The great, hulking, lurking specter is of course football, a complication exorcised by the so-called “Catholic 7” schools that split off to form the new Big East, a league currently sitting at No. 3 in the conference RPI standings. Tethering fortunes to football very clearly has caused turmoil, if not outright chaos, in the basketball cosmos.
It’s a relationship the American can’t escape, obviously. The relentlessly upbeat Aresco not shockingly views that as a good thing, arguing that any high-profile football success begets an opportunity for harmony and not self-inflicted harm.
“You have to be really, really strong in football to enhance the prospects of your conference and generate the revenue that you need down the road,” he said. “I look at it this way: Football helps basketball in a lot of different ways. It’s not a question of one dominating the other.”
There is balance at the top of the league, not one or two giants stomping on the fingers of those attempting to climb up.
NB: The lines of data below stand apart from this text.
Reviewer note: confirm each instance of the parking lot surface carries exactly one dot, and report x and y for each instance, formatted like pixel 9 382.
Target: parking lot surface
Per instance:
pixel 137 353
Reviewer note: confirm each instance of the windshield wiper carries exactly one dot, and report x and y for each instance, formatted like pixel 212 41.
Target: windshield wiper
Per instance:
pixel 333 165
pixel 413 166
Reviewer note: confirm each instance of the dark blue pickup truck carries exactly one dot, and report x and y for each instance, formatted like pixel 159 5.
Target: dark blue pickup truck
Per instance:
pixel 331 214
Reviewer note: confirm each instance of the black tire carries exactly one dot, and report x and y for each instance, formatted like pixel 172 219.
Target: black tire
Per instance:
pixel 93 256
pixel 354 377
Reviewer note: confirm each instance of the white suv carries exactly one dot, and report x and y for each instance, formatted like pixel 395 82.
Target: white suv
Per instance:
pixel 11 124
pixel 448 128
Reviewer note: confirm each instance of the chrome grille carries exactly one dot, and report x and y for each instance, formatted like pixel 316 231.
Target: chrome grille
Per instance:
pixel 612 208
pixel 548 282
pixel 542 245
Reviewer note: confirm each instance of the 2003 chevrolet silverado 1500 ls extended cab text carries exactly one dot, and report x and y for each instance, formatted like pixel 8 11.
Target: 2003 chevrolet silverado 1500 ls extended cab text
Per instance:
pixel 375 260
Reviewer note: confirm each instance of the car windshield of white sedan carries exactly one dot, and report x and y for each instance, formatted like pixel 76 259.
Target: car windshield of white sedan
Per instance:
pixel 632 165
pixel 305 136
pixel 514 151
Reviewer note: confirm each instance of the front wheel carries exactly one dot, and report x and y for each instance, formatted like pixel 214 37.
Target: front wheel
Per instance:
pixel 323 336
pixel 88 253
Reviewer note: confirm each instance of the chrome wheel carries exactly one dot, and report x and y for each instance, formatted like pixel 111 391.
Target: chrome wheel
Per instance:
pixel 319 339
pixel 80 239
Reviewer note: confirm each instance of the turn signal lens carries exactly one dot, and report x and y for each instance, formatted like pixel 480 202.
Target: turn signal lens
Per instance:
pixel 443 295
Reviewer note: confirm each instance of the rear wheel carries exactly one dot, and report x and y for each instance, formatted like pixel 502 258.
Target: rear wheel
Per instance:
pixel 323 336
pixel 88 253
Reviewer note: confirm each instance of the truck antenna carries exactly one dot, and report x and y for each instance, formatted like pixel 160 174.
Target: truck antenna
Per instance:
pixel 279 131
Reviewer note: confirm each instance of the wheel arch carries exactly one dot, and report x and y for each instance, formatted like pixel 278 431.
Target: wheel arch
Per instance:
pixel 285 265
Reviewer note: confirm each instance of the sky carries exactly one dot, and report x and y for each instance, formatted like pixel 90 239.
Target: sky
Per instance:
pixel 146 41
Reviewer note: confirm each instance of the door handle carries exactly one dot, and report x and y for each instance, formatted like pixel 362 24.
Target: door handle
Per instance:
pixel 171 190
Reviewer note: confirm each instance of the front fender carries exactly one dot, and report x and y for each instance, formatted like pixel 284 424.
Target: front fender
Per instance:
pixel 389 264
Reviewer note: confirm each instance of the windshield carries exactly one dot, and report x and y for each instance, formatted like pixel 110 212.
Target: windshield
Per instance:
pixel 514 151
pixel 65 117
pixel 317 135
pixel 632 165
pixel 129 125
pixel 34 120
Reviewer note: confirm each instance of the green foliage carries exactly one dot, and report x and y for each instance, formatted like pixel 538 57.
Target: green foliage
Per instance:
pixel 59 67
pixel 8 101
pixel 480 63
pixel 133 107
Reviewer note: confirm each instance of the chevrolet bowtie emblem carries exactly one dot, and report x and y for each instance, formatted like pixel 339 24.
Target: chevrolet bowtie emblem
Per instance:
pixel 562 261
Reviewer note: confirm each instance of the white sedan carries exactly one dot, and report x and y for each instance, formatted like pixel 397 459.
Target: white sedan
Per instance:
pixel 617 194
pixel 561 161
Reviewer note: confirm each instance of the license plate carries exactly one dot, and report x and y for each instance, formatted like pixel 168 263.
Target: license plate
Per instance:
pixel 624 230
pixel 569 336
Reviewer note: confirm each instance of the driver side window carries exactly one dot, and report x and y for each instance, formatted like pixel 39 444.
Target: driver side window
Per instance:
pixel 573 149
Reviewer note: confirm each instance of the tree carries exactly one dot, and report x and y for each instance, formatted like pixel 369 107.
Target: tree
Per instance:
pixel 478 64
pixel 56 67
Louisville is intriguing but imperfect, and no one in the American should want it any other way for the soon-to-depart Cardinals. Optimism abounds, with Pastner deeming the American “one of the best three leagues in the country” and “possibly deserving of up to six bids.”
That’s a bit overcooked. There will always be concerns over how long the favorable dynamics will last. But all things considered, realistically, it’s not a bad start.